The Mesa Architects, as they called themselves, also presented detailed sketches of a Cliff Drive rendered more pleasant for non-automotive traffic. Bike lanes would be added, sidewalks would be widened and shielded from the street by a planted parkway, and intersections would be narrowed to make it easier for pedestrians to cross. As it is, Cliff Drive is so hard to cross that half of the MTD buses come one from one direction and half come from the other to serve people on either side of the street, presenters said; if it were easier to cross, bus service to the Mesa would effectively double in frequency.

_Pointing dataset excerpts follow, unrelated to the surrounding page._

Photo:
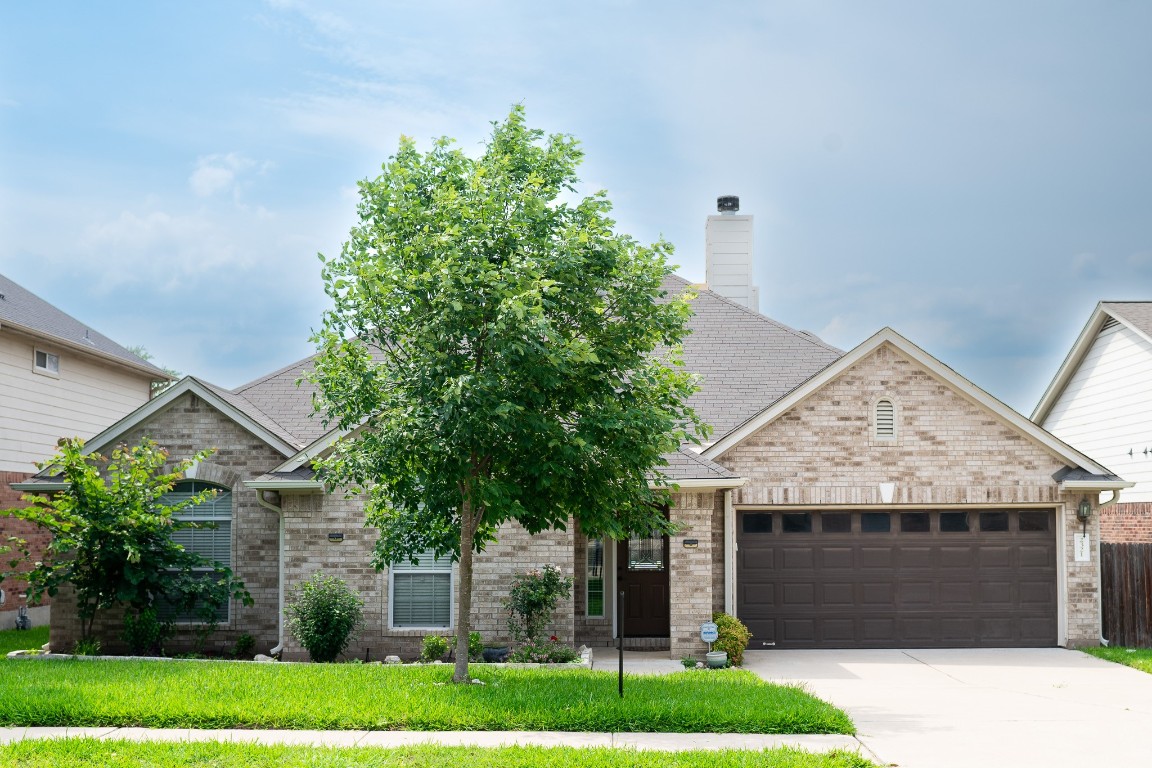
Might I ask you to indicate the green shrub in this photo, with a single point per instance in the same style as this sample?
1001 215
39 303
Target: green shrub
733 637
434 648
532 600
324 615
144 633
244 646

Oohs and aahs as well as applause greeted the architects plans for making a public plaza out of short frontage road parallel to Cliff Drive, which now hosts some 30 parking places in front of the Rose Cafe and other businesses. Architects said that the business owners were ambivalent, liking the idea of more outdoor seating and visibility but concerned about the loss of parking places in front. One audience member registered dissent, suggesting that the parking lot behind the businesses – where most of the parking is – might be a better place for a plaza since it was more shielded from traffic. A fancy plaza could be planned for ten years down the road, but a simple, low-budget version “could be done next month practically,” the architects said.

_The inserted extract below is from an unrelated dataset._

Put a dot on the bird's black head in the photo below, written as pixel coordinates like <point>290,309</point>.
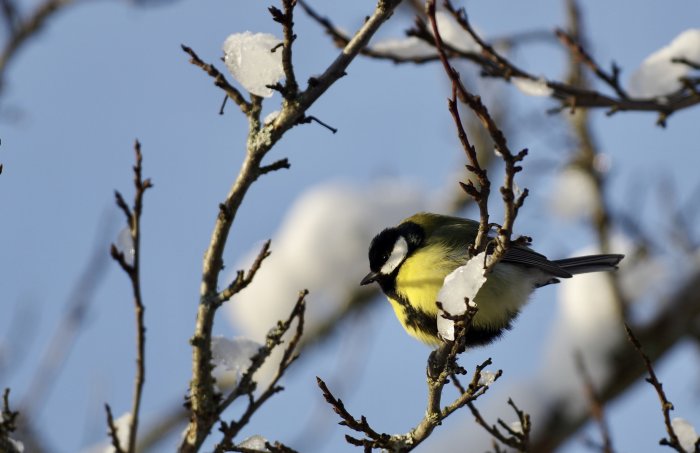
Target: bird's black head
<point>390,248</point>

A seven-mile loop trail around the Mesa, through its neighborhoods and numerous parks, was on the architects’ wish list, though about five percent of it, they said, would require public access through private property. Three or four additional beach overlooks along the route, as well as beach access from La Mesa Park, were sketched in. “In a neighborhood like ours, if you can’t walk over and look at the beach you’re missing something,” explained architect John Kelly. Other hoped-for items were zoning for corner groceries for the Mesa’s outermost neighborhoods; covered bus stops a few yards further from traffic; the reopening of the branch post-office; and a community center, possibly at the old Lighthouse School.
The crowd cheered the idea of opening a small branch library. “We know there’s now money for a branch library now,” Thompson said, but they are hoping to get their plans incorporated into the City of Santa Barbara’s General Plan, which is currently in the process of being updated for the next 20 years.
In addition to drafting plans, the architects have been consulting with key city employees, from the librarian to transportation engineers and MTD officials. In addition to Thompson and Kelley, the Mesa Architects group includes Jim Bell, Jeff King, Derrik Eichelberger, Tom Morrison, David Van Hoy, and Chris Cottrell.